AVERY MARGARET AIKEN
By the Grace of God I ended up in the middle of West Texas.
After living in a suburb outside of Houston called The Woodlands for 15 years, my family moved to Colorado right after my high school graduation. And I went back to Texas.
In May of 2018, I graduated from Texas Tech University with a degree in Communications Studies. Three years of doing just about everything I loved, all at once. Every morning started early and every night went late — and it felt like magic.
During my time in school, I worked for Tech's award-winning, student-run publication The Daily Toreador. While working there, I was chosen to be an opinions columnist, then the Opinions Editor, and finally the Managing Editor. That third position was the one which brought with it the most radical growth and experience.
We covered a school shooting live, with our coverage being bumped up to national news outlets.
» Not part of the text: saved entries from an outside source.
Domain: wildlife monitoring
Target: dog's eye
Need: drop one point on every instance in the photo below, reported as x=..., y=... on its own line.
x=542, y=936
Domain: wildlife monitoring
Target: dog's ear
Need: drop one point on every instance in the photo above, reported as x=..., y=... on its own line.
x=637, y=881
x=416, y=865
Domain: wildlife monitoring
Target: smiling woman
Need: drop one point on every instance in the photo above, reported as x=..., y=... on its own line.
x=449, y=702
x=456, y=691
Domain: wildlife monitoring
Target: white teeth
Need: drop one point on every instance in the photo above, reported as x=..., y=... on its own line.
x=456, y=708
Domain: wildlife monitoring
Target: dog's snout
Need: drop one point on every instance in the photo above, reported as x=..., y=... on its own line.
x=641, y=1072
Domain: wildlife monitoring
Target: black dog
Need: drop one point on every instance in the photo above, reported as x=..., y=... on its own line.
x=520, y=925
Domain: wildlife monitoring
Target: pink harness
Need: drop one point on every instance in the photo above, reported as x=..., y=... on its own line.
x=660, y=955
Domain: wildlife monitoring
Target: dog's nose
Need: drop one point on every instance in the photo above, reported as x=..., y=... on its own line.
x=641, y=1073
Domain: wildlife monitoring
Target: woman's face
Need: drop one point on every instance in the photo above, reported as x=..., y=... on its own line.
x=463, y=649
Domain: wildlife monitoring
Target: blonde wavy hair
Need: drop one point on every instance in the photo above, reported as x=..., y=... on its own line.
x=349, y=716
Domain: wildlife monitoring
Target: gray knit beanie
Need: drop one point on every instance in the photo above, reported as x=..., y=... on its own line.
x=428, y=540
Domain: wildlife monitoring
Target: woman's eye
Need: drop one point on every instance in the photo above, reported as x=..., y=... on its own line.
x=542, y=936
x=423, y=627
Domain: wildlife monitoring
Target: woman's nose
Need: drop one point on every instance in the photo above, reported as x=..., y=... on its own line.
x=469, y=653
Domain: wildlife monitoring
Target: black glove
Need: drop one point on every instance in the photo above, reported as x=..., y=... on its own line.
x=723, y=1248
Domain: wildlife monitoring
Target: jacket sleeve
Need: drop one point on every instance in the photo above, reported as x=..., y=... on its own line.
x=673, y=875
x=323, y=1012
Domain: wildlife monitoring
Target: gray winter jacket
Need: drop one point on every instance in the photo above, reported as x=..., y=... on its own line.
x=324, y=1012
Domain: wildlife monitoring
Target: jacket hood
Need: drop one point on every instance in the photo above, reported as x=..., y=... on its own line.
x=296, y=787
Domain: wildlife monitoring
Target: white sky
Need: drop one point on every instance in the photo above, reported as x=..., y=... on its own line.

We covered Trump’s first election, memorably redesigning our cover page when we realized Hilary wasn't going to win at about 1 in the morning. We covered school scandals and internal elections and budget decisions. I got to write and edit and manage our team. And I loved it. Every day was better than the day before. And then the day to graduate arrived, one year early.
Immediately after graduating, I moved over to Tech’s law school where I ran our student government, planned networking events, and competed in national mock trial competitions. For those three years, I found myself knee-deep in textbooks, exposés, articles, and legal documents. Constantly, I would think back to my long nights of editing and thank them for preparing me for the endless reading and writing of law school.
My first summer while attending Tech Law was spent in Boston, MA, working with the US Coast Guard’s attorneys. I assisted on projects that defined how the New England coast could be used by fishermen and wind energy companies, helped coordinate the legal aspects of meetings between foreign militaries and our Coast Guard, and oversaw the creation of legal documents for personnel investigations.
The following summer, I relocated to San Antonio, TX, to help represent individuals charged with with capital murder. Fighting against Texans’ affection for the death penalty, I drafted motion after motion in defense of the rights that are constitutionally promised to all Americans regardless of their crimes or convictions. We met with our clients in small town jails, talking to them through screens of plexiglass about their mental histories and life’s traumas. We prepared to tell their stories to juries, knowing the battle would be uphill but that it is the most important battle to fight. If we don’t defend those who need a defense, then what is the point of our criminal justice system, right?
I graduated from law school in May of 2021 and spent the following summer studying for the Colorado Bar Exam which I took on my 24th birthday. In August of 2021, I began working for the 4th Judicial District Attorney’s Office in Downtown Colorado Springs. Within three months of working there, I had already completed five jury trials, half of them without a second chair, and spent every morning in front of a judge managing thousands of cases — not hyperbole.
I still love to write and to edit and to read. I have been delighted by my office’s inclination to send documents my way for editing or to be drafted. I love seeing a judge respond to the words I write and see how those words become part of a record, outlining the legal journey of a case from beginning to end.
I’ll be getting married in June of 2022 and cannot wait to write words for that moment too. I assume that’s what my life will be — so many moments remembered by the words I get to write for and about them.